No, I did not fall off the face of the earth. When I went to the beach last week we decided to camp overnight and we got back late Thursday. Friday's lack of post I will chalk up to having "beach brain." I was so grateful for the invitation. Calypso has been asking to take a trip to the ocean for a couple of months. I have to be honest, although I grew up visiting the New Jersey Shore, the last couple of visits many years ago were so unpleasant due to dirty and crowded beaches I had no desire to go back. When our hostess specifically promised clean, uncrowded beaches (without me inquiring) I took her up on the invitation knowing how excited Calypso would be. We descended upon Sandy Hook, NJ and the description was accurate. The weather was perfect too. Our hostess also brought her two young grandsons.
Even more than a beautiful day at the beach there was the
pleasure of seeing Calypso's joy at

visiting the ocean. Better yet was the openness she extended to me. We had some really sweet mom/daughter time. As excited as she was she also was a bit nervous about the strength of the waves and asked me to come out with her when she went farther than knee-deep. In turn she provided the security needed by the little grandsons who didn't want to wade up to their own waists without someone's hand to hold. It felt good to be needed and it was lovely to see her needed too. Later, when we all went to bed in the single tent she wanted me to tell her stories like when she was little.

Now you must know that any sort of getaway I am involved in will have its share of outrageousness too. So thought there were some wonderfully tender times to be shared there was some absurdity too. One thing Calypso was less than thrilled by was the presence of jellyfish. At one point both she and the 7 year old grandson wanted me to take them out deep so we could bob waves. They also each insisted I hold their hands as we waded out. As we reached the first little cresting wave, Calypso noticed a few jellyfish and became unnerved. She would not let go of my hand and I was trying to calm her down while maintaining a grip on the 7 year old. At this point I became distracted, which is never a good thing when facing oncoming waves of increasing size. Finally Calypso released my hand and made a dash for shore....just as I looked up and saw a fairly enormous wave ready to crash into the 7 year old and me. It knocked me backwards and I thought, "Oh s***!" just as my head went under and I tried to keep a grip on the little hand still in mine. Then my head slammed into the seafloor and I felt my neck roll as I thought, "Oh d***! Where's the 7 year old?" Next I felt my ass and legs continue rolling with the wave over my head, which was still planted in sand, and I thought, "Oh f***! My neck will break, the kid will drown." Finally, I popped out of the water, looked around and saw the 7 year old coming up with me.
I grabbed the boy and headed back to shore where I found his grandmother holding her sides

laughing as she described the scene from her point of view. It seems that the two sets of legs flying out the top of the wave in unison and ending in the two of us popping up to standing without so much as a single splutter or cough made for some sort of deranged though graceful synchronized drowning performance. She tells me is would have won money if she'd been filming it. Sadly for you, fortunately for me, no such YouTube moment was captured for the sake of posterity. Calypso did however, snap a shot of me discovering the roll in the wave had deposited roughly 78 pounds of sand in my suit.
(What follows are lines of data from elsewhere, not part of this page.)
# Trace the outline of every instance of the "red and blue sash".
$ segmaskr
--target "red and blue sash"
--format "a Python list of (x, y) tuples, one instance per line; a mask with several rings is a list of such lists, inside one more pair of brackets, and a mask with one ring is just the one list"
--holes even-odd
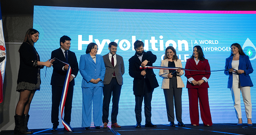
[(57, 59), (61, 62), (64, 63), (66, 65), (68, 66), (68, 68), (67, 69), (66, 75), (66, 78), (65, 79), (65, 82), (63, 86), (63, 89), (62, 90), (62, 94), (61, 96), (61, 103), (60, 105), (60, 109), (61, 114), (61, 118), (62, 120), (62, 124), (64, 126), (64, 128), (66, 129), (67, 131), (70, 132), (73, 132), (74, 129), (71, 127), (69, 124), (67, 124), (64, 120), (62, 117), (62, 114), (63, 113), (63, 110), (64, 110), (64, 106), (65, 106), (65, 102), (66, 102), (66, 97), (67, 93), (67, 90), (68, 89), (68, 84), (69, 83), (69, 80), (70, 79), (70, 76), (71, 75), (71, 68), (70, 68), (70, 66), (69, 64), (65, 62), (62, 61), (56, 58), (54, 58), (49, 61), (53, 62), (55, 59)]

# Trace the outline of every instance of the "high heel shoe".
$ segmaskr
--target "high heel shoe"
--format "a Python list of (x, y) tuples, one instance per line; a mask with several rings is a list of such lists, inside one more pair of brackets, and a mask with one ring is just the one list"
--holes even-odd
[[(238, 122), (239, 122), (239, 120), (238, 120)], [(242, 120), (242, 123), (237, 123), (237, 124), (236, 124), (236, 125), (239, 126), (242, 126), (243, 125), (243, 120)]]
[[(250, 118), (247, 118), (247, 119), (250, 119)], [(251, 121), (252, 121), (252, 120), (251, 120)], [(252, 126), (252, 124), (248, 124), (248, 120), (247, 120), (247, 125), (248, 126)]]

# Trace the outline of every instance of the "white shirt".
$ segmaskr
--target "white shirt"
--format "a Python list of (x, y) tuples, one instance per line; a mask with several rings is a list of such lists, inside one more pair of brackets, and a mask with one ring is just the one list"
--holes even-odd
[[(64, 55), (64, 57), (65, 57), (65, 58), (66, 57), (65, 57), (65, 53), (64, 53), (64, 52), (65, 52), (65, 51), (64, 49), (62, 49), (62, 48), (61, 47), (61, 49), (62, 51), (62, 52), (63, 53), (63, 55)], [(68, 56), (68, 51), (67, 51), (67, 52), (68, 52), (67, 53), (67, 56)], [(63, 67), (62, 67), (62, 70), (63, 70), (63, 71), (64, 70), (64, 66), (63, 66)], [(73, 74), (71, 74), (71, 75), (73, 77), (74, 77), (74, 78), (75, 77), (75, 75), (73, 75)]]
[[(113, 56), (113, 58), (114, 58), (114, 67), (116, 66), (116, 54), (115, 54), (115, 55)], [(112, 59), (112, 55), (110, 53), (108, 53), (108, 57), (109, 58), (109, 60), (111, 62), (111, 60)]]

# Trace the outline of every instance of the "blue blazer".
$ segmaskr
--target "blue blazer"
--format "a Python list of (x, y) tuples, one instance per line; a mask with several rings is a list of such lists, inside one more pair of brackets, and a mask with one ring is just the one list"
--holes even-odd
[[(233, 56), (230, 56), (226, 59), (226, 64), (225, 69), (230, 69), (232, 68), (231, 63), (233, 60)], [(252, 73), (253, 69), (252, 69), (251, 62), (249, 60), (249, 57), (247, 55), (240, 55), (239, 58), (239, 65), (238, 69), (236, 70), (243, 70), (245, 72), (245, 73), (242, 73), (239, 75), (239, 78), (240, 79), (240, 85), (242, 87), (250, 86), (252, 87), (253, 84), (251, 80), (251, 77), (249, 74)], [(227, 81), (227, 88), (231, 88), (233, 84), (233, 76), (231, 73), (229, 72), (228, 70), (224, 71), (224, 73), (227, 75), (229, 75), (228, 80)]]
[[(106, 68), (102, 56), (96, 55), (96, 63), (91, 58), (90, 54), (82, 55), (79, 62), (79, 71), (83, 77), (82, 88), (103, 87)], [(100, 78), (101, 81), (98, 83), (93, 83), (90, 81), (93, 78)]]

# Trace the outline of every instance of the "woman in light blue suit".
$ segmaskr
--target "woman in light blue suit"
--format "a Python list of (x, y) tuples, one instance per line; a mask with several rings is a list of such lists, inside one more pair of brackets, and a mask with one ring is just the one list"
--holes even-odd
[(79, 71), (83, 77), (82, 126), (89, 129), (91, 121), (92, 101), (93, 104), (93, 122), (96, 129), (102, 125), (102, 87), (106, 68), (102, 57), (97, 55), (98, 46), (91, 43), (86, 54), (81, 56)]
[[(245, 55), (241, 46), (237, 43), (232, 44), (231, 55), (226, 59), (224, 73), (229, 75), (228, 88), (230, 88), (234, 102), (236, 117), (238, 119), (237, 125), (243, 125), (241, 112), (240, 92), (242, 93), (247, 117), (247, 125), (252, 126), (252, 102), (251, 87), (253, 86), (249, 74), (252, 73), (251, 62), (248, 56)], [(233, 69), (237, 70), (235, 71)]]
The next day we visited the two local lighthouses, Twin Lights and Sandy Hook Lighthouse. The light at Sandy Hook is the nation's oldest and is still in operation though it is now automated. At Twin Lights there is a nice little museum and a very large example of a Fresnel lens on display. The lens is actually a double-sided series of concentric glass prisms. The

prisms allow for the light to be focused into the single beam that is visible for great distances. It's so simple and yet so effective that it's a design still in use. At Sandy Hook we were too early to be able to go up into the lighthouse or tour the keeper's house but we did get to stroll around and see a brief film about the history of the light. Interestingly, it came under the fire of American troops during the Revolution because if the British captured it they'd control New York Harbor since Sandy Hook is at the narrow and treacherous entry to the harbor.

Unfortunately, the lighthouse exploration was curtailed when the 4 year old was suddenly gripped by the need to empty his stomach as we drove to the next stop. Bless Calypso, she showed great compassion, tolerance, and helpfulness when she helped clean up the boy's blankie and the car while his grandmother and I cleaned him up. She exhibited no small amount of prudence by keeping a baggie under his face during the rest of the car ride. It proved wise when he filled two more of them. Being wedged between two

car seats for a very long ride with a vomiting preschooler has to be one of life's truly unpleasant things but Calypso was uncomplaining. I commended her highly for not only keeping in check her own urge to spew or to break out into tears but for being a comfort to the boy and a help to all of us. Sorry to horrify you all with tales of chunder. Let's think happier thoughts now. Such pretty flowers, so lovely to see and nice to smell. Such a relaxing beach, so nice to sit in the sun....Ahhhh, to the happy place...
Rolling with a relaxed pace, a crashing wave, a spasm of rapid reverse peristalsis...it's all good if you come out of it better than you went in.